Allen’s camera is as over-caffeinated as her choreography. But she knows when to slow down and take in a scene, as she does with a couple of the ballads, like a duet between Baranski and a kid tending bar, who winds up in a last-act medical crisis. Wait, I made it this far without mentioning that Regina is also having a medical crisis?! Well, she is. She just does not care. So yes, the movie has more stretches than a yoga class. It’s also got Treat Williams, as Regina’s impossibly single old flame, still burning for her, and ready with a song about why she’s wrong: his Christmas shop is not a room full of junk.
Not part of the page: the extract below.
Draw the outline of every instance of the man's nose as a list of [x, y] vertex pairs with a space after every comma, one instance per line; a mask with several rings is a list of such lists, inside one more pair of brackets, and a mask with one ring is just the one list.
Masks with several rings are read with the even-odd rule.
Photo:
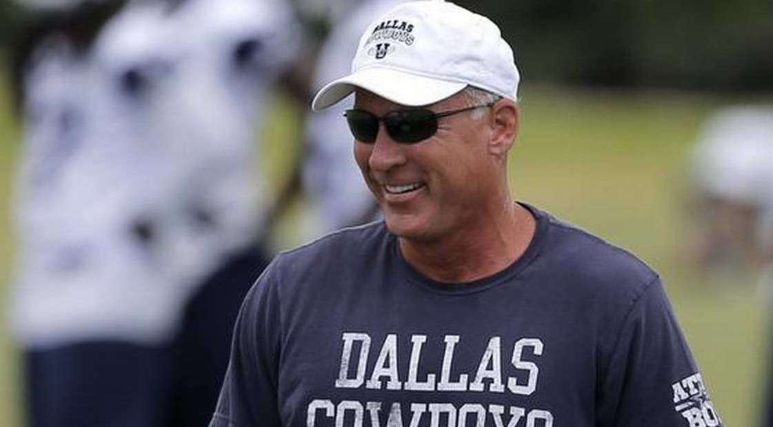
[[377, 171], [388, 171], [406, 162], [407, 145], [392, 139], [383, 123], [379, 123], [379, 133], [373, 142], [373, 149], [368, 159], [370, 169]]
In about five minutes, Christmas on the Square resolves the fate of the town, an adoption mystery, both health problems and everybody’s contempt for Regina. Just from the standpoint of economy, it is a miracle. What else should we expect from a movie involving a woman whose million-dollar donation to medical research reportedly resulted in a COVID-19 vaccine? Parton is too self-deprecating to pat herself on the back but just self-amused enough to know an angel when she sees one.

Dolly Parton’s Christmas on the Square is streaming on Netflix.